The Belarus president has stated that he was ready for dialogue with “labour collectives, student collectives and farmers”, but not with the leaders of the protests. According to the Belarusian state news agency, he described them as “rogues, who are committing outrages, roaming the streets and shouting that they want dialogue” - but “they don’t want any dialogue”. He declared that “no-one from the authorities is sitting down with street protestors”. Lukashenko has painted the protests against his rule as part of a “Nato plot” to carve up Belarus, accusing neighbouring countries of beginning a “hybrid war” against Belarus and darkly claiming that Poland has plans to take over a “chunk” of its territory, having put the military on full combat alert on the country’s western borders.
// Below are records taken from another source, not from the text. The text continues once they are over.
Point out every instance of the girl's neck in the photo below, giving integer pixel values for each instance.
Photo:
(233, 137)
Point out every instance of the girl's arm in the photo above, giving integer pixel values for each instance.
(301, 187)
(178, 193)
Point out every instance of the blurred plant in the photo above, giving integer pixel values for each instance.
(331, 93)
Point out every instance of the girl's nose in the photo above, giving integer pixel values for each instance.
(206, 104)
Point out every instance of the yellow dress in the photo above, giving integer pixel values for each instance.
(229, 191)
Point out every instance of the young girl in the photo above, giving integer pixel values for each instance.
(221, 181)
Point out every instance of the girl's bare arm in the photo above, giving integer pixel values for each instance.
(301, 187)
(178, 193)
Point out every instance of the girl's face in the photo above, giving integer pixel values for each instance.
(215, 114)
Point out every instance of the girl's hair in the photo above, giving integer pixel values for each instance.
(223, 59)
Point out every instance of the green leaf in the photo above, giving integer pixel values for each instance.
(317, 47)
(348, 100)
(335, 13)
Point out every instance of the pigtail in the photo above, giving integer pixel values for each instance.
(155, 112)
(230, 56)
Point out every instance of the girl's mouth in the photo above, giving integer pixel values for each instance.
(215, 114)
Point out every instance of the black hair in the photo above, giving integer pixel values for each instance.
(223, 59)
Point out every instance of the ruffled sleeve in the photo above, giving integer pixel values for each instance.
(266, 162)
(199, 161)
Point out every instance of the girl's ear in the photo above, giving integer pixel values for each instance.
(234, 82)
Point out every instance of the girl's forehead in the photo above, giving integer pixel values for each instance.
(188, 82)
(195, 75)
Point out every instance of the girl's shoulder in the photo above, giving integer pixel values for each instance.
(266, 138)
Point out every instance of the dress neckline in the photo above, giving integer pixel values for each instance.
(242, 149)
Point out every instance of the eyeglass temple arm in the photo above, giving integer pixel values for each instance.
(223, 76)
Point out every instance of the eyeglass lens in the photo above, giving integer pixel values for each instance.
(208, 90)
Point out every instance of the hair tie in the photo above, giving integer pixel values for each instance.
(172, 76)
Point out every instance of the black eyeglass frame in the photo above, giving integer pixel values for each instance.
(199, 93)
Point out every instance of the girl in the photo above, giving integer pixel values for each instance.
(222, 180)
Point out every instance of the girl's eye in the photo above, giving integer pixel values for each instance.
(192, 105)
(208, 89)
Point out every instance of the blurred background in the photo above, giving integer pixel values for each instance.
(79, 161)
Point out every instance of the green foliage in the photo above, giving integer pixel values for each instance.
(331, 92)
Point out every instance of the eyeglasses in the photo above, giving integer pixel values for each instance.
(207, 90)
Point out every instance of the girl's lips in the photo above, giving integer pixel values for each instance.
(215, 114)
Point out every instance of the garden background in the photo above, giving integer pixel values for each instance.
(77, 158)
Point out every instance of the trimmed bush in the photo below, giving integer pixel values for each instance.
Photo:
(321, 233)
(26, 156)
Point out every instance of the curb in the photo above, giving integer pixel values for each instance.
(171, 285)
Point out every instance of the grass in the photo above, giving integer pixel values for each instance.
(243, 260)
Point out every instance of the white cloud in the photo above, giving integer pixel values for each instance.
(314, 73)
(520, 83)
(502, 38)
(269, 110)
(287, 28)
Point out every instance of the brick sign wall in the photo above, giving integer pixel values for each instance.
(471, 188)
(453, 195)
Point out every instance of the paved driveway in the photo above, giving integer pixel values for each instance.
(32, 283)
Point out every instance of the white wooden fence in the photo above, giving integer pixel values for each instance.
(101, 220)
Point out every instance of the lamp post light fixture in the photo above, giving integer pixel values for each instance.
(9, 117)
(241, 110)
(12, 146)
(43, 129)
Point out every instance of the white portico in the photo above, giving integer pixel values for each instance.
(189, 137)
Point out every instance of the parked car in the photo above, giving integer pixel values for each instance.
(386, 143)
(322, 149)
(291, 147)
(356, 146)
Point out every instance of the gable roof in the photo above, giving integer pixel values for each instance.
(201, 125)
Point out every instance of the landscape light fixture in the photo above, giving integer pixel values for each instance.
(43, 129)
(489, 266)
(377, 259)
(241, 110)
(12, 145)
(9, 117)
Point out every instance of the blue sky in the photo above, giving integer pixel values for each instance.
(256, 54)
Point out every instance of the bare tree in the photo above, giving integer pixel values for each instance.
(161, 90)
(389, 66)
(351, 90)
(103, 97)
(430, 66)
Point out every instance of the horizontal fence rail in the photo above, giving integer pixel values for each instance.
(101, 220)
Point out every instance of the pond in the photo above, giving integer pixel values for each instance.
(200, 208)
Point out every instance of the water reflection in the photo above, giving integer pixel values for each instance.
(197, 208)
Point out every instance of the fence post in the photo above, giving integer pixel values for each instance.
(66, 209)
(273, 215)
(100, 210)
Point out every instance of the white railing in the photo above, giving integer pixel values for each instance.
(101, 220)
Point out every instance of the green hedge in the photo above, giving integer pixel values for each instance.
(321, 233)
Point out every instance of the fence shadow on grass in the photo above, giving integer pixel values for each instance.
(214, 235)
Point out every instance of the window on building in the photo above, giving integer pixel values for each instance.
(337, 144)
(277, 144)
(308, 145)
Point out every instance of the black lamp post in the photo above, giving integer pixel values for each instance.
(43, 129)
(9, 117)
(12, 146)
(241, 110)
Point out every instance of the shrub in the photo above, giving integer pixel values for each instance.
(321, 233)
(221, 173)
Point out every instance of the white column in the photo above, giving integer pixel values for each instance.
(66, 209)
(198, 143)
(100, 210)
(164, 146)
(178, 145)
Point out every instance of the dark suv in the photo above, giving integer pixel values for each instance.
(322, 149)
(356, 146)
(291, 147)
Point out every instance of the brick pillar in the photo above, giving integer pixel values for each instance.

But, as the old saying goes, just because you’re paranoid it doesn’t mean they aren’t out to get you. If they could somehow pull it off, the leading imperialist powers would love to do a Ukraine and prise Belarus away from the Russian orbit, whether by promoting internal protests or by various forms of economic warfare. Having said that, it is hard to imagine Vladimir Putin, or any Russian leader, allowing that to happen. Having Belarus as an ‘associate’ member of the EU or even Nato, for example, would feel like a direct threat to Russian state interests.

Basket case

Just as with Ukraine and the Maidan protests, it is vitally important to have no illusions in the opposition - it is thoroughly pro-western and pro-liberal, exemplified by Svyatlana Tsikhanouskaya. Her economic platform, such as it is, stresses the importance of increasing the role of small and medium-sized businesses. She plans to offer them interest-free loans, cancel state inspections of private entities and provide “legal protection for foreign investors”. She has also spoken about allowing “profitable” state-owned enterprises to continue to operate, while requiring the rest to obtain help from “outside professionals”. Naturally, her western friends will encourage her to go much further in that direction.

What this liberal economic agenda would mean for a country like Belarus would not be Swedish-style living standards and social security - that is for the birds. Rather, Belarus would be turned into a basket case. It would result in mass migration, mass closure of nationalised industries and a general decimation of the working class. Of course, that does not mean that communists stand with the Lukashenko regime - it is repressive and anti-democratic to the core. The working class should be organised to overthrow it. It is just that communists recognise the real nature of the opposition as currently constituted.

The protest against the outcome of the March 19 election began as soon as polls closed, with more than 10,000 people gathering in the capital. There were smaller gatherings for the next few days, then an upsurge on March 25, when approximately 45,000 protestors in Minsk confronted state forces - until the riot police eventually dispersed them. More than 100 people were arrested, including Alexander Kozulin, a former government minister and a candidate against Lukashenko. He was badly beaten and sentenced to five-and-a-half years imprisonment for “hooliganism” and “incitement to mass disorder”.

What we have in Belarus right now is essentially a classic western-backed colour revolution - the return of the failed Denim Revolution which followed the 2006 Belarusian presidential election - jeans being an obvious symbol of western culture. The success or failure this time seems to hinge on the loyalty of the army - if it splits, Lukashenko will probably go. Then there is the Russian option. But Lukashenko should be careful what he wishes for, as military intervention by the Kremlin could lead to a whole host of unintended consequences.